There are several retrofit CNC controls manufacturers on the market. We recently spoke with Centroid, Howard, PA, about its retrofitting options.

Centroid’s Keith McCulloch says there are many brands of older high quality used machines available for reasonable prices today, and many shops are still using some of this equipment. However, in many cases, the original controls have gone past their useful life and the machines themselves have outlived the electronics.

“Often, older NC and CNC machines can be found in excellent mechanical condition,” says McCulloch. “These machines usually have been a nightmare to operate and maintain since the stock control is so outdated. Also, since many of these old controls were never really that good to begin with, and the original systems were so difficult and problematic to use it is common to see early NC machines with low hours on them. This makes them prime for a retrofit.”

Bridgeport manufactured a large number of “Boss” machines throughout the ’70s and ’80s. McCulloch says these make an excellent choice for a CNC retrofit.

McCulloch says the first step is removing the old NC control from the machine. With a Boss machine this only takes about 30 to 45 minutes. The old Boss 5 control has two cabinets, one on the right and one in the back of the machine. Both are removed, reducing the footprint of the machine significantly. The Boss used big, old, hot and noisy stepper motors, which are replaced with new DC servomotors.
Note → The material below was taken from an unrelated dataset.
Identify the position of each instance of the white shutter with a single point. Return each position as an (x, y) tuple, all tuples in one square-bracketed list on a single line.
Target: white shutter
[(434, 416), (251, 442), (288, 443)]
The Centroid servomotor is more than twice as powerful and twice as fast as the old stepper motor it replaces. It has a resolution that is over 8 times that of the old motor, and the new motor is closed loop, unlike the old stepper motor, so it never loses position.

With its new CNC retrofit kit with new motors and all new control electronics, the Boss can be a more capable, reliable and user-friendly machine. It is compatible with modern computer equipment and programs, and the software can be updated, unlike the old control. With this retrofit, McCulloch says a shop can achieve 3-axis machining with high speed processing; two-dimensional and three-dimensional digitizing; stop and restart job at any point; remember part zero positions if power is removed or E-stop; remember part programs and tool libraries; and automatic tool height measurement.